In order words, if it is valid to assume that building the security fence will prejudice a final border between Israel and the Palestinians, it does so in favor of a scenario of widespread Israeli concessions. While falling short of the demands that Palestinian will likely make in permanent status negotiations, these concessions have drawn an outpouring of complaints from Israeli conservatives, and thus represent something of a compromise position.Ê

The path of a barrier set up by the Israelis is inevitably going to be selected unilaterally, and the topography that can support an effective fence will be a major consideration, but the fence ultimately does not establish a political border. The official border between Israel and a Palestinian state will be determined by mutual consent of the parties. Once the parties return to the negotiating table and agree on final borders, all grievances about the line being too far east or west in certain areas will be put to rest.

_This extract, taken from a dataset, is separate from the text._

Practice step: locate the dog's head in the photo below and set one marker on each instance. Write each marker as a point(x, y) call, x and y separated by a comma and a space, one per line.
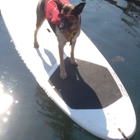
point(69, 15)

So why are the parties not negotiating a final border presently? In the summer of 2000, Israeli Prime Minister Ehud Barak went to Camp David, and with the guidance of President Clinton, presented a permanent status offer to Yasser Arafat that would have addressed all major Palestinian demands and given Arafat the vast majority of the territory he was asking for. Chairman Arafat declined the offer, and Israel made proposals in December 2000 and January 2001 at Taba, Egypt to give the Palestinians over 97 percent of the territory they demanded, including a land bridge between the West Bank and Gaza. Arafat continued to reject the offers, and talk collapsed in January.

Since that time, the conduct of neither party has been ideal. But most analysts of the conflict, and officials of the Quartet for Middle East peace, are in agreement that if terrorism can be reduced, the Israelis can be brought around once again to the conciliatory stance they took in 2000 and early 2001, and the permanent peace agreement between Israel and the Palestinians will ultimately be along the lines of Israel’s later offers. There is growing recognition, however, that the Palestinian leadership remains unwilling or unable to build a state that does not embrace terrorism.

Ever since its establishment in the West Bank and Gaza, Yasser Arafat’s Palestinian Authority has reached understandings with Hamas and other Palestinian terrorist organizations and tolerated their operations. Hamas has been allowed to develop a massive network of terrorist cells, an arsenal of illegal arms and an expansive recruiting infrastructure on Palestinian soil. Arafat once praised Hamas leader Sheikh Ahmed Yassin as his “beloved brother,” and PA Prime Minister Ahmed Qureia recently referred to Hamas co-founder Mahmoud al-Zahar similarly.

The Palestinian leadership has failed to build a nation that bars terror organizations from flourishing on its soil, and Israelis are understandably terrified of having a terrorist state in their backyard. Meanwhile, PA-dominated religious institutions continue to indoctrinate against Jews, and posters of suicide bombers continue to hang in Palestinian classrooms. Until Palestinian leaders who can break with these destructive traditions emerge, it appears likely that the security fence will continue to go up and genuine peace will be postponed to a distant day.

Dan Fichter is a sophomore in Silliman College. He is a member of Yale Friends of Israel.